Dalam foto tertanggal 2/4/2013 ini para delegasi PBB menyambut disahkannya traktat PBB mengenai perdagangan senjata konvensional di markas PBB New York.

Perjanjian penting mengatur perdagangan senjata global mulai berlaku Rabu (24/12), sebuah kemajuan yang disambut PBB dan para aktivis untuk mencegah penjualan senjata kepada diktator, teroris dan pelanggar HAM. Pada saat perjanjian tersebut disahkan hampir dua tahun lalu, Indonesia abstain.

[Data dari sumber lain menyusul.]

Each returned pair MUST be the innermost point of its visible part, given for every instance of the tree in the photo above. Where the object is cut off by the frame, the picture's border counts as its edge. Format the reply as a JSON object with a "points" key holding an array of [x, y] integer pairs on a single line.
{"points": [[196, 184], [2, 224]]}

Sekretaris-Jendral PBB Ban Ki-moon mengatakan perjanjian itu – yang mulai berlaku kurang dari dua tahun sejak disahkan oleh Majelis Umum PBB – mencerminkan komitmen negara, organisasi internasional dan masyarakat madani untuk “menghentikan penjualan senjata secara tidak bertanggungjawab.”

Perjanjian itu mewajibkan semua negara yang telah meratifikasinya untuk membentuk peraturan nasional yang mengawasi perdagangan senjata konvensional dan komponennya serta mengatur para makelar senjata. Perjanjian itu tidak mengatur penggunaan senjata secara domestik di sebuah negara.

Sejumlah 60 negara telah meratifikasi perjanjian itu dan 68 lainnya, termasuk Amerika, telah menandatanganinya.

Indonesia abstain dalam voting atas perjanjian itu karena ada ketentuan yang bertentangan dengan UU industri pertahanan. UU itu mengatakan Indonesia hanya boleh membeli senjata dari eksportir yang bisa menjamin tidak akan ada embargo berdasarkan situasi politik pada masa tertentu ataupun pembatasan tentang penggunaan senjata itu.

Berdasarkan perjanjian PBB itu, eksportir senjata bertanggungjawab mengkaji catatan HAM negara importir.

Eksportir senjata utama dunia seperti China dan Rusia juga abstain.